Today's expansion or investment decisions needed to make sense not just now, but in seven or 10 years when commodity prices, seasonal conditions, interest rates and farm debt could be far less appealing.

"An investment like more buying land or building new silos will be for a long period of time - you want to make sure the sums still work at a different level when the commodity cycle is at a more normal point, or worse," he said.

Long term investing strategies which took advantage of good times were a trademark of good farmers, however producers still had to heed past experience and memories.

"When you invest for a generation or beyond, it's critical to have a view of where you are in the cycle at any point in time," he said.

"If, for example, you believe the industry is near the peak of a cycle in terms of prices, production or favourable interest rates, it may indicate whether growth or consolidation are imperative."


Although picking the top of a cycle was almost impossible, the Australian Bureau of Agricultural and Resource Economics and Sciences had tipped a gradual decline by as much as 30 per cent across most farm commodities before 2025-26.

Wheat production was expected to slip about 30pc below 2020-21's bumper yielding and big earning crop.

Meanwhile, although seasonal conditions had improved considerably in many areas, some regions and farm enterprises were still to recover from the past decade's brutal drought.

Drought still biting

Even those who had enjoyed a big grain harvest or bullish livestock conditions in the past year were not necessarily well set up given the drought had drained their finances and livestock numbers and added considerably to their borrowings.

"It's still an uncomfortable period for some people, who need time to recover, as well as time to comfortably invest in their future," Mr Bennett said.

"There are many competing interests for the cash coming in at the moment, including that need to invest for the future."

Once you borrow a few million dollars you still have to keep paying it back in eight or 12 years when market trends could be quite different - Mark Bennett, ANZ

While key agriculture sector fundamentals - notably favourable interest rates and robust protein demand - looked assured for a little while, he said borrowing plans had to factor in a long term repayment strategy, plus Australia's exposure to unpredictable geopolitical and trade conditions.

"Once you borrow a few million dollars you still have to keep paying it back in eight, 10 or 12 years when market trends could be quite different," he said.

"You need to give yourself room to move.

"As a strongly export focused industry, agriculture has fared surprisingly well during the coronavirus pandemic, but COVID disruption is still playing out overseas and may yet deliver us a trade shock which reverberates right back to the farm level."

In fact, a post-COVID environment could itself be a shock, particularly for grain markets once Russia reversed its ban on exports.

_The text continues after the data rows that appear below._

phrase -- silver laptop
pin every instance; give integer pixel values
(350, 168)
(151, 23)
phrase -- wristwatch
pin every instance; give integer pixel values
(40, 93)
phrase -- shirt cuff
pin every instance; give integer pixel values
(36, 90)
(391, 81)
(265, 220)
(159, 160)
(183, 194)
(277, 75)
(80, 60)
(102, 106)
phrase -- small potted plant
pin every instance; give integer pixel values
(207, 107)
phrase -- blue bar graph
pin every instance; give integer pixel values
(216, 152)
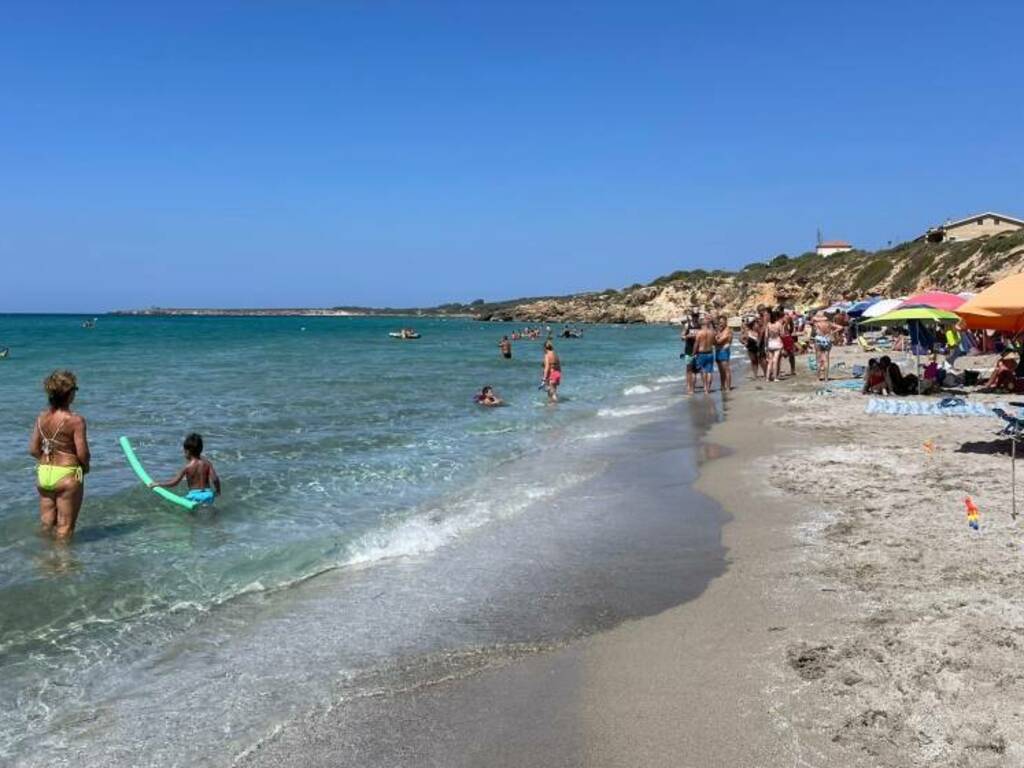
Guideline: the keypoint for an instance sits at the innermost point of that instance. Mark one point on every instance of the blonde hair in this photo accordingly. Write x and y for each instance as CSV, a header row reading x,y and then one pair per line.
x,y
60,387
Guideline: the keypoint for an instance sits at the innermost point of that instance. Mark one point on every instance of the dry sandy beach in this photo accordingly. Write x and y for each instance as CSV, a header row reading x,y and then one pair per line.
x,y
860,621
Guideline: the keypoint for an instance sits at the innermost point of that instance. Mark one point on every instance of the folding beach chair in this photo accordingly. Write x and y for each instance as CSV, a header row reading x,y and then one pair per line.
x,y
1015,430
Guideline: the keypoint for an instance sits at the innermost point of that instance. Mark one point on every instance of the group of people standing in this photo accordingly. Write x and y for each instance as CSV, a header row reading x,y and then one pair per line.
x,y
770,336
551,375
707,343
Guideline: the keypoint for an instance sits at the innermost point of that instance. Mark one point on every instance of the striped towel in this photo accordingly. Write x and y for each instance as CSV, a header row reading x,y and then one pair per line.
x,y
892,407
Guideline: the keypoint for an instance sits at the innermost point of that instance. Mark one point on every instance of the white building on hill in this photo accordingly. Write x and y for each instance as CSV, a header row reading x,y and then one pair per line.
x,y
979,225
830,247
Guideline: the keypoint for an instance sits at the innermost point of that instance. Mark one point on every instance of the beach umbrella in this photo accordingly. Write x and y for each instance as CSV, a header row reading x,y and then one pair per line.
x,y
935,299
881,307
905,315
858,309
998,307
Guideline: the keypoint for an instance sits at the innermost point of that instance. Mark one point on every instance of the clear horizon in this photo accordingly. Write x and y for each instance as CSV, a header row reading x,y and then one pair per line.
x,y
415,155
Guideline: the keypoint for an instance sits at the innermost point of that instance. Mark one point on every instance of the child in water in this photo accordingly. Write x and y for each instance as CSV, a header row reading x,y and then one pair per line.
x,y
488,397
204,484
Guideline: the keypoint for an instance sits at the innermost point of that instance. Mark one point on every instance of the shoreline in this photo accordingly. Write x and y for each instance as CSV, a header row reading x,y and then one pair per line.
x,y
850,627
519,707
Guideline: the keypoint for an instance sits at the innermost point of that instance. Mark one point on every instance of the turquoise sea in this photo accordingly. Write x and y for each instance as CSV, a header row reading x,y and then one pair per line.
x,y
356,469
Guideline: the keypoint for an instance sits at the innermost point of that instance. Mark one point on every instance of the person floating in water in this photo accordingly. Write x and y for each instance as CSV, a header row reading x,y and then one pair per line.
x,y
59,444
204,483
552,371
488,397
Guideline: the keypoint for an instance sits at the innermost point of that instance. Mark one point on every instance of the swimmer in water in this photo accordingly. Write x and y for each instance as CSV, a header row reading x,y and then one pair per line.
x,y
488,397
204,483
552,371
59,444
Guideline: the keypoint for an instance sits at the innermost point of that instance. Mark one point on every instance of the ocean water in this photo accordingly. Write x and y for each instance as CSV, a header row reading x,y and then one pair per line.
x,y
372,513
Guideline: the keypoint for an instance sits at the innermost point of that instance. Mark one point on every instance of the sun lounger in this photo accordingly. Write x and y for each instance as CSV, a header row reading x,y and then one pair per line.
x,y
953,407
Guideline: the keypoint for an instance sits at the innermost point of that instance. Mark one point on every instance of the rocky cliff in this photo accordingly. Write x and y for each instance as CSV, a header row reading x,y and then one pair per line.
x,y
803,282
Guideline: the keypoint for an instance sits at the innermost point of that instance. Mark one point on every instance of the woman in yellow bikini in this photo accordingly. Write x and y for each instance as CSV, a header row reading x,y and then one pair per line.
x,y
59,444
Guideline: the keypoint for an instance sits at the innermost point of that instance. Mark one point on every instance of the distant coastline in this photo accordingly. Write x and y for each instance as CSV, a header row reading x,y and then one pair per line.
x,y
282,312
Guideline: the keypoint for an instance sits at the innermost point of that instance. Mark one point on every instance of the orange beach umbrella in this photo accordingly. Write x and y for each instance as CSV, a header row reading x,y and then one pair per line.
x,y
998,307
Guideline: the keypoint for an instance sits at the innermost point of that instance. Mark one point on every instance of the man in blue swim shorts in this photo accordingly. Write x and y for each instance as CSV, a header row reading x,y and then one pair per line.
x,y
704,351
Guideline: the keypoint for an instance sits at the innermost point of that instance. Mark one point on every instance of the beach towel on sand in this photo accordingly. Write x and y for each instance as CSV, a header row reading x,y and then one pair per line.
x,y
953,407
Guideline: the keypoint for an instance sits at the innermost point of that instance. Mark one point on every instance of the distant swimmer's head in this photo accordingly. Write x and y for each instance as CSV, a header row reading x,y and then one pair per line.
x,y
60,387
193,445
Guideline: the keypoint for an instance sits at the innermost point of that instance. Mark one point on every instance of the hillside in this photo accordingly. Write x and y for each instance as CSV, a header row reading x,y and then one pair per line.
x,y
803,282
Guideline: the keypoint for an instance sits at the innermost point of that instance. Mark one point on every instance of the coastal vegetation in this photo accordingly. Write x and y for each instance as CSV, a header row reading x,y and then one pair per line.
x,y
804,281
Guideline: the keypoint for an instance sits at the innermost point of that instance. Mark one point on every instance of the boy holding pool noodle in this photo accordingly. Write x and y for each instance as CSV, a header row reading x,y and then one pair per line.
x,y
204,483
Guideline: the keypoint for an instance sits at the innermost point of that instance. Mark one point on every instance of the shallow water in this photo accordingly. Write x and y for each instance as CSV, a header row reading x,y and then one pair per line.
x,y
344,454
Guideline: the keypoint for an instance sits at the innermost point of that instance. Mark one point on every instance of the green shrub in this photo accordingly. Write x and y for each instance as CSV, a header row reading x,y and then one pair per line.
x,y
872,273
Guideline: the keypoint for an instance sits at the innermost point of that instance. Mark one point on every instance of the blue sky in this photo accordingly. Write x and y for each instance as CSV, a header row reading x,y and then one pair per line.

With a big portion of the Black Sea cereal crop no longer for sale at cheap rates, Australian grain traders were currently enjoying surprising levels of grain market good fortune.

Invest in budget systems

Mr Bennett believed planning for farmland expansion or farm infrastructure spending in today's complex market conditions should ideally include investing in improving record keeping and management reporting systems and also budgeting for good advice to "prove up your business".

"Family farms of all sizes need to know where they are going and the more sophisticated your decision making tools the better you can perform and prepare," he said.

Regardless of whether a farming enterprise was developing a family succession strategy, monitoring debtors and creditors, trying to get better agronomic results, or handling livestock movements or accreditation tasks, investing wisely in this sort of technology and professional advice may be just as important as new infrastructure in the paddock.

"Conditions are very good out there at the moment and there are good investments to be made, but understanding what you're capable of handling and being measured about those decisions will be important."